Dinci faşizmin hesabı böyledir diye işler ona uygun gidecek değil. Günlerdir hareket yükseliş çizgisindeydi. CHP'nin "ön seçim sandıkları", işi sanki daha geniş bir alana yayıyormuş gibi görünse de, sokakları temizlemenin ve yeni bir beklenti yaratmanın yoludur. "İnce ayarlanmış yargı" eliyle şimdilik İstanbul'a çök(e)meyen dinci faşist iktidar, CHP'ye de bir soluk aldırmış oldu. Hem iktidar hem CHP açısından bundan sonrası olayın biraz "soğuması" süreci. Tabii gençler, emekçi sınıflar buna razı gelirse...

Halk yığınlara sokaklara akıyor, bu koca okyanusta küçücük bir damla olan sosyalist hareket de, genel olarak bu hareketin içinde eriyip gidiyor.

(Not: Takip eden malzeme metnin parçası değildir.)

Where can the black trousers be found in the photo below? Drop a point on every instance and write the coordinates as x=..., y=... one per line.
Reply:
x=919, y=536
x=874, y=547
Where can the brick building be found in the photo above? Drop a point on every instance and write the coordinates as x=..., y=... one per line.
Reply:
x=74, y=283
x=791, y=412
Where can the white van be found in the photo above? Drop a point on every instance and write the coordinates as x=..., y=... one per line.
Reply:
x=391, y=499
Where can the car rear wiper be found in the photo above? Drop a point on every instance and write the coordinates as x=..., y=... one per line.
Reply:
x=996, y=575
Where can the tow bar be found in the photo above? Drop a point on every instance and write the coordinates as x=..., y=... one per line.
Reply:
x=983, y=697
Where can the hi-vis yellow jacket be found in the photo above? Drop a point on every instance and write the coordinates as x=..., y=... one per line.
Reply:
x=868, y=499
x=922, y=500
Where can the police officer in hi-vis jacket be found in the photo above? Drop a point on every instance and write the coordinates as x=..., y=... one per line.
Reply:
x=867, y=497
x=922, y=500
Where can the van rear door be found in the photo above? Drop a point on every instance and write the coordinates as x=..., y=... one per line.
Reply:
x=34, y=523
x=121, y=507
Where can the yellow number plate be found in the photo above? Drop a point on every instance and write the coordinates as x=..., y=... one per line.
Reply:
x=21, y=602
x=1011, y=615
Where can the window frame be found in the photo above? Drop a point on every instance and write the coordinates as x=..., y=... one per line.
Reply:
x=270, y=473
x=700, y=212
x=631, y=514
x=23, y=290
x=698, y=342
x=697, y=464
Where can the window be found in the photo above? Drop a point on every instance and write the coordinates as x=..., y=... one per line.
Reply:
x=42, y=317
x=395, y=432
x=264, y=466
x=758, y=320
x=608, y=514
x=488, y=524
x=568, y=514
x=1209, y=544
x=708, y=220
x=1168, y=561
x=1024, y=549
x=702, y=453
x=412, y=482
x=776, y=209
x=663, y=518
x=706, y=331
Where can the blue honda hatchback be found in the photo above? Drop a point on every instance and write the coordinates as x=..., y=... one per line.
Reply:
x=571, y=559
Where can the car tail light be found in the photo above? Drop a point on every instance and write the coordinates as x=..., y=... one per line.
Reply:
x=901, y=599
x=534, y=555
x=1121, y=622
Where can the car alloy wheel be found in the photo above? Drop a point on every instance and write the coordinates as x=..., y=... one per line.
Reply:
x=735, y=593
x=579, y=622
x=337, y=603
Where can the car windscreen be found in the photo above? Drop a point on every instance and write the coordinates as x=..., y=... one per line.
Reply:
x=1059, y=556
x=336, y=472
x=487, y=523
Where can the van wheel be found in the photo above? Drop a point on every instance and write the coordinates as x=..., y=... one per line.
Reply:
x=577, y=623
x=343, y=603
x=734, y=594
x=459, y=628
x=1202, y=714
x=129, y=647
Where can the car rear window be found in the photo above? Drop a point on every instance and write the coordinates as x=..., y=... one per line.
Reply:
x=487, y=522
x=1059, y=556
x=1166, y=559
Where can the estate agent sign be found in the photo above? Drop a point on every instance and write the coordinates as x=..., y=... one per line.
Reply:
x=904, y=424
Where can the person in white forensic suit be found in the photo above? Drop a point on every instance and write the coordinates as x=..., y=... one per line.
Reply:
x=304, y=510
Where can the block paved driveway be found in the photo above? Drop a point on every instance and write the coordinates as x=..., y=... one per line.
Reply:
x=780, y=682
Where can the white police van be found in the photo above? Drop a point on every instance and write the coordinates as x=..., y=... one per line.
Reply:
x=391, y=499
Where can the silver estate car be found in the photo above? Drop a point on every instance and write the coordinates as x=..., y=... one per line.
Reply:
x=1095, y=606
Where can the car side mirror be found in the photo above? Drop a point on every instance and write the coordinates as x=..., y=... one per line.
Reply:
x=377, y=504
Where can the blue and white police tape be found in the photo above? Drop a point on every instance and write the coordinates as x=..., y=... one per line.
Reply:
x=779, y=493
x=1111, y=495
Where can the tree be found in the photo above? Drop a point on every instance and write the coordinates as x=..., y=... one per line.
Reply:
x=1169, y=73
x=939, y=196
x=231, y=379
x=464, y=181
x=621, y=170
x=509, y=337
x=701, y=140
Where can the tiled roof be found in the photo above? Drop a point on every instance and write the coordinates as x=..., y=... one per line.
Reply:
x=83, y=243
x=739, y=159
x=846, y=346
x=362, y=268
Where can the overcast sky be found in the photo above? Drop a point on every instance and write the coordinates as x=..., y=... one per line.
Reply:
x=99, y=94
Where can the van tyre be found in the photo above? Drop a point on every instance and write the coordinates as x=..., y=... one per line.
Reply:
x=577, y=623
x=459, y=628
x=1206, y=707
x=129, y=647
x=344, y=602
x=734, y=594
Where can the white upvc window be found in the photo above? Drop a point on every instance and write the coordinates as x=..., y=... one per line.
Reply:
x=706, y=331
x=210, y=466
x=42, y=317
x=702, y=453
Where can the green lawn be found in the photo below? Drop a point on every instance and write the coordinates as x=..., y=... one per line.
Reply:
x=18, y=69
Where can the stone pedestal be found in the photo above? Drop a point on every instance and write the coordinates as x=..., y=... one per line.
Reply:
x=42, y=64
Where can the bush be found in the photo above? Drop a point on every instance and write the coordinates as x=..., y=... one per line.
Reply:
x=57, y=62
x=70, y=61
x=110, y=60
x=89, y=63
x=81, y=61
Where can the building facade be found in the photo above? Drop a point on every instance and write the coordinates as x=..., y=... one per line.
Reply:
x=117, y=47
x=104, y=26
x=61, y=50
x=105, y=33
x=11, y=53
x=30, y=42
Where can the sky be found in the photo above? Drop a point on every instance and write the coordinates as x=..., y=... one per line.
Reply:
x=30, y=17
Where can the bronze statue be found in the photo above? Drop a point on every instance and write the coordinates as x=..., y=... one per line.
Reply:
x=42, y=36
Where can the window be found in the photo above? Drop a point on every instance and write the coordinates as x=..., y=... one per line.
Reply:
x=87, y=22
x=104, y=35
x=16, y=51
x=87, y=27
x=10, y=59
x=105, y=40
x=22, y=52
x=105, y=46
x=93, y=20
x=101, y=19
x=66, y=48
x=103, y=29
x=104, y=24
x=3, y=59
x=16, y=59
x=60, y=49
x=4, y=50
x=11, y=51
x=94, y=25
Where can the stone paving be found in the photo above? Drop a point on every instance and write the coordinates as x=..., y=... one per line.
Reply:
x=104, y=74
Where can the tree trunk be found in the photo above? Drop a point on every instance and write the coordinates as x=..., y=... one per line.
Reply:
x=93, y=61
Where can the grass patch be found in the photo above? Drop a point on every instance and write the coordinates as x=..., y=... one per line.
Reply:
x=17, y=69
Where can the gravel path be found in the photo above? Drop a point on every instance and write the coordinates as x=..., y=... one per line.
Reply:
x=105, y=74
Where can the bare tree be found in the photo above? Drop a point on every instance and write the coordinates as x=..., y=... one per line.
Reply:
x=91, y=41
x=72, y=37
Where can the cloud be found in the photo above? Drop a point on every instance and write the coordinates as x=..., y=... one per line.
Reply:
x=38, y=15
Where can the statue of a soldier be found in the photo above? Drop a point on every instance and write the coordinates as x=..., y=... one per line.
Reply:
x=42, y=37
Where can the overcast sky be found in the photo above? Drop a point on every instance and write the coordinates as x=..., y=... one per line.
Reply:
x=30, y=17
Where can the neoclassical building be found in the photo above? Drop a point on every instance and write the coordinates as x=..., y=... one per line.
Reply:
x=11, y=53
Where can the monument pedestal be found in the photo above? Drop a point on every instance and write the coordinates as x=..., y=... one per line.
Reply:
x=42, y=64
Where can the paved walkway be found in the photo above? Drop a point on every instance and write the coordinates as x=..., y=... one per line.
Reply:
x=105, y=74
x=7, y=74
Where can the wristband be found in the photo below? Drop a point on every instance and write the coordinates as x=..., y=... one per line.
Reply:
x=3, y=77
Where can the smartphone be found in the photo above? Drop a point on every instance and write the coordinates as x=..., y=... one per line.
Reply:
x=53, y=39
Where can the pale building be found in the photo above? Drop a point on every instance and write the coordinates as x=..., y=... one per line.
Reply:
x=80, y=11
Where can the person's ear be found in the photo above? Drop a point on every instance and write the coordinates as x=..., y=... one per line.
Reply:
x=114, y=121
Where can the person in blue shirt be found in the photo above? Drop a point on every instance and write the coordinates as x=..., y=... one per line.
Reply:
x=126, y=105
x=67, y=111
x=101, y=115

Tıpkı Gezi sürecinde olduğu gibi. Oysa küçük örgütlü birimlerin devasa kitlelere yön verebileceği bir dönem bu. Yığınların doğal bir şekilde bir araya geldiği ortamda, bizzat tabanda küçük örgütlü birimlerin oluşturulabilmesi, onlar eliyle daha geniş kesimlere yön verilebilmesi gerekiyor. Küçücük örgütlerin yığınlarla buluşması bu şekilde mümkün. Ve ancak o şartlarda yığınların "CHP'nin insafına terk edilmesi" yanlışı, ortadan kaldırılabilir. Bu sürüklenme halinde işin varacağı nokta ya da daha doğru bir söylemle, sermayenin işi vardırmak istediği nokta, olayın soğuması ve sönmesi.

Dinci faşist iktidar son iki gündür acımasızca saldırıyor. Korku ve sindirme, kalabalıkları dağıtma derdinde. CHP de işi "seçim-sandık" mecrasına dökerek söndürme derdinde. Burada, bağımsız politik duruş, sınıfın bağımsız çizgisi, süreci karşlayacak politik söylem ve hedefler... Ve bizzat tabanda, gençler arasında, kadınlar arasında, işçiler arasında küçük örgütlü birimler yaratılması hayati önemde. Aksi halde bu devasa okyanus iktidar ve burjuva muhalefet işbirliği ile hızla geri çekilecek. Örgütlü müdahale, cesaret ve girişkenlik sermayenin planlarını boşa düşürebilir.